Occupation Uncertainty Relations

TL;DR

This paper introduces occupation uncertainty relations (OURs) for Markov processes, providing bounds on uncertainties of time-integrated observables based on occupation times, with implications for understanding correlations and optimal dynamics.

Contribution

The paper derives reference-independent occupation uncertainty relations from matrix bounds on occupation time correlations, applicable to Markov processes and their stationary distributions.

Findings

OURs are lower bounds on uncertainties based on occupation times.

All OURs originate from a matrix bound on occupation time correlations.
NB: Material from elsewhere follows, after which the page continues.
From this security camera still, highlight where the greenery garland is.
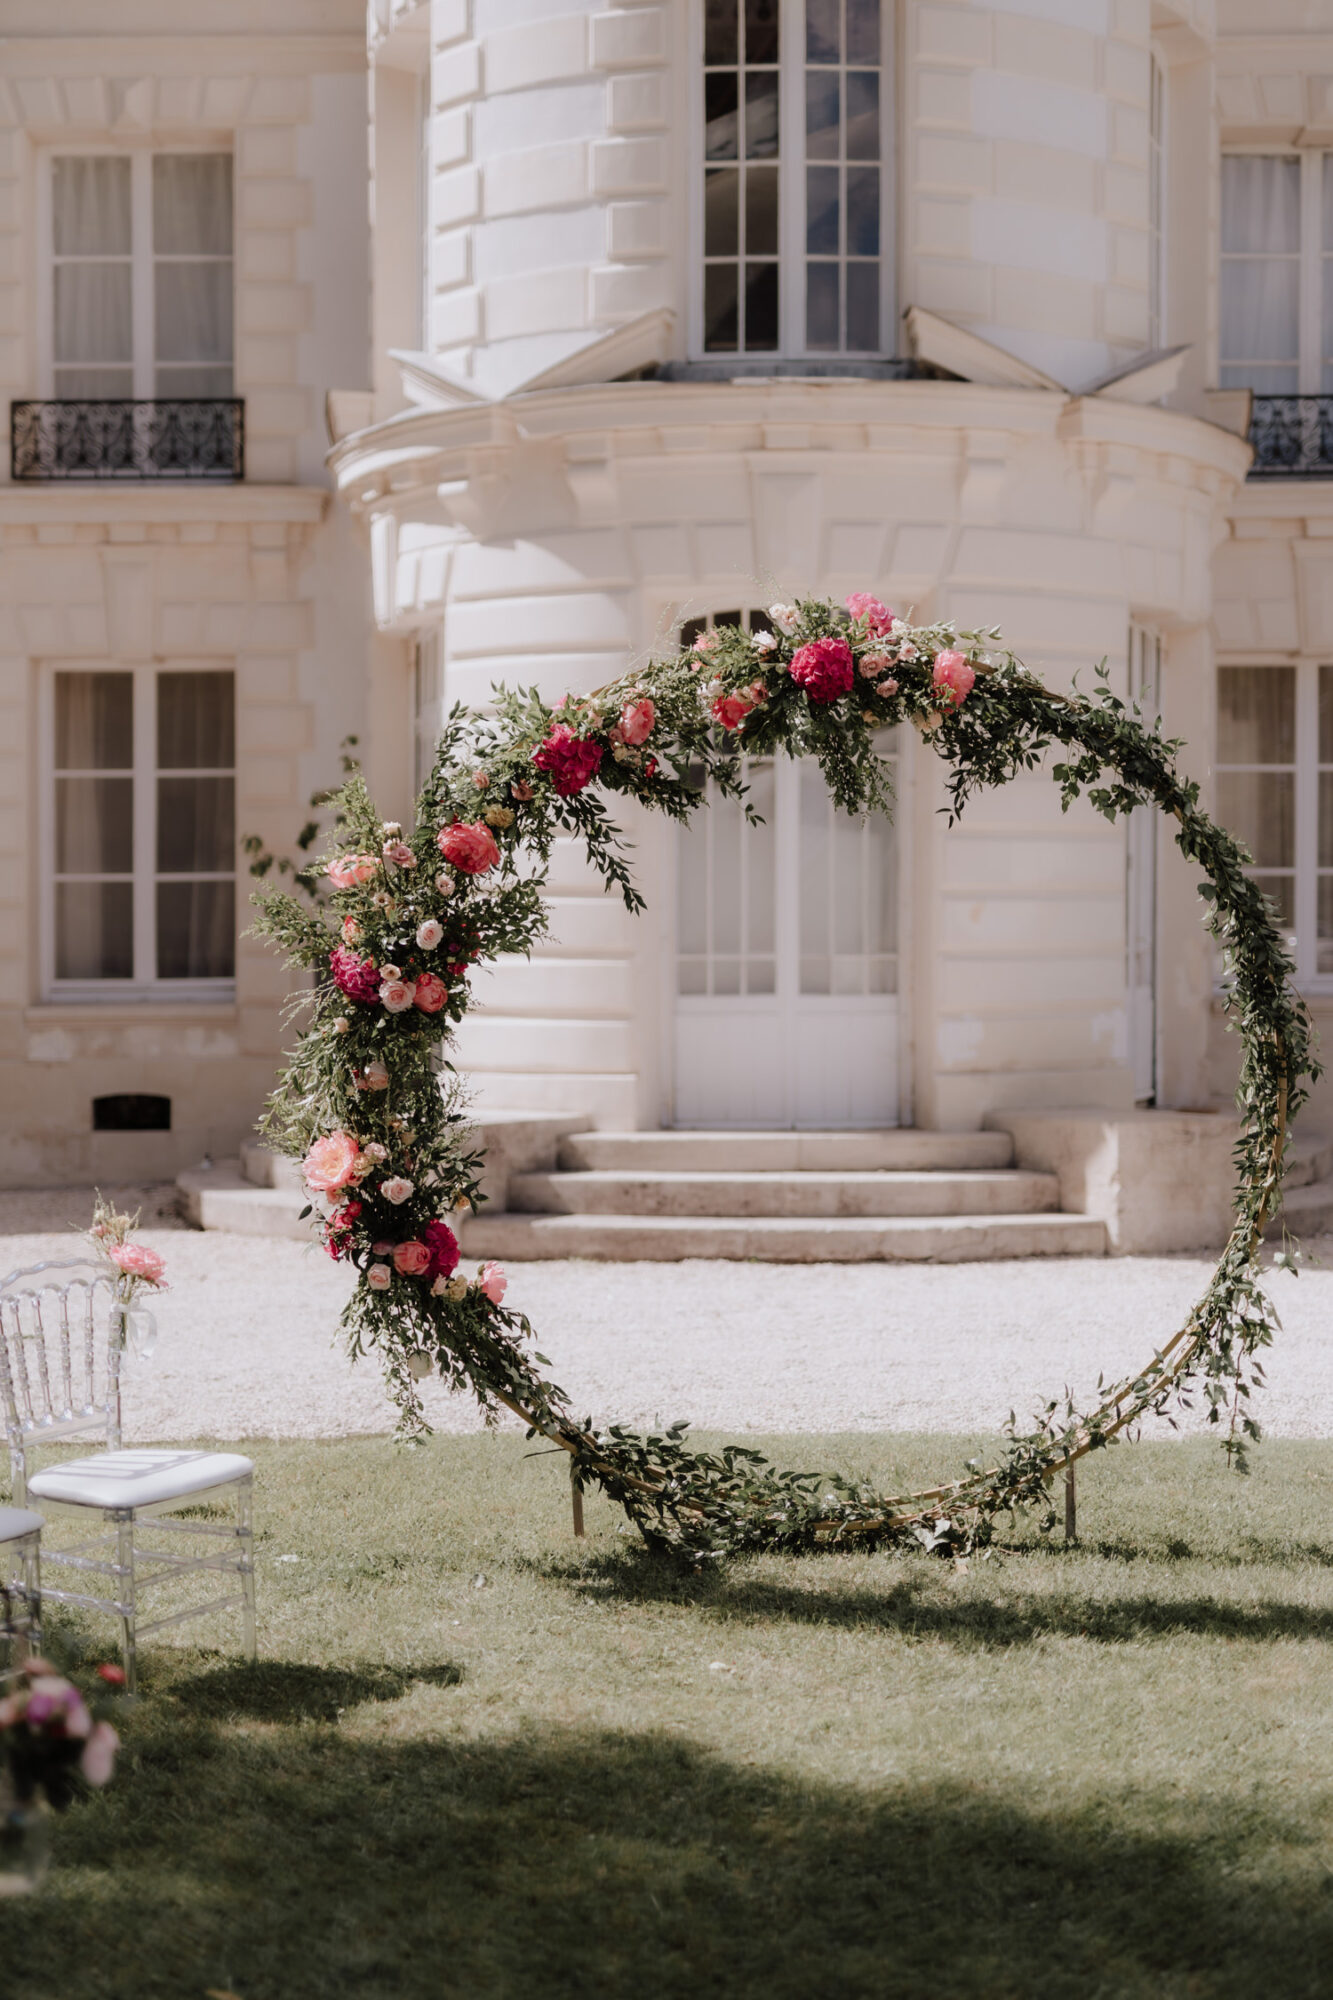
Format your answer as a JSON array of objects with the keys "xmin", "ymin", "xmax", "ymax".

Dynamic correlations can be asymptotically bounded by static correlations.

Abstract

We introduce occupation uncertainty relations (OURs) for dynamics of a Markov process over discrete configurations. Those are lower bounds on uncertainties of system observables that are time-integrated along stochastic trajectories. The uncertainty is defined as the ratio of the variance to the square of the average, with the latter necessarily shifted by the average in a reference distribution. The derived bounds are observable independent, but rely on the reference choice. We show, however, that all OURs originate from a matrix bound on correlations between times spent in different system configurations, i.e., occupation times. This result is reference independent, and expressed only in terms of stationary probability and lifetimes of individual configurations. Any dynamics that saturates the matrix bound, is optimal in approximating stationary distribution by occupation times; this always occurs for unidirectional cycles. Furthermore, using this bound, dynamic correlations can be asymptotically bounded in terms of static correlations, in turn leading to the positivity of dynamic exponents in the thermodynamic limit. While at a finite size the matrix bound generally saturates away from equilibrium, we demonstrate detailed-balance dynamics can still saturate it asymptotically, by leading to vanishing dynamic exponents and optimal simulations in that context.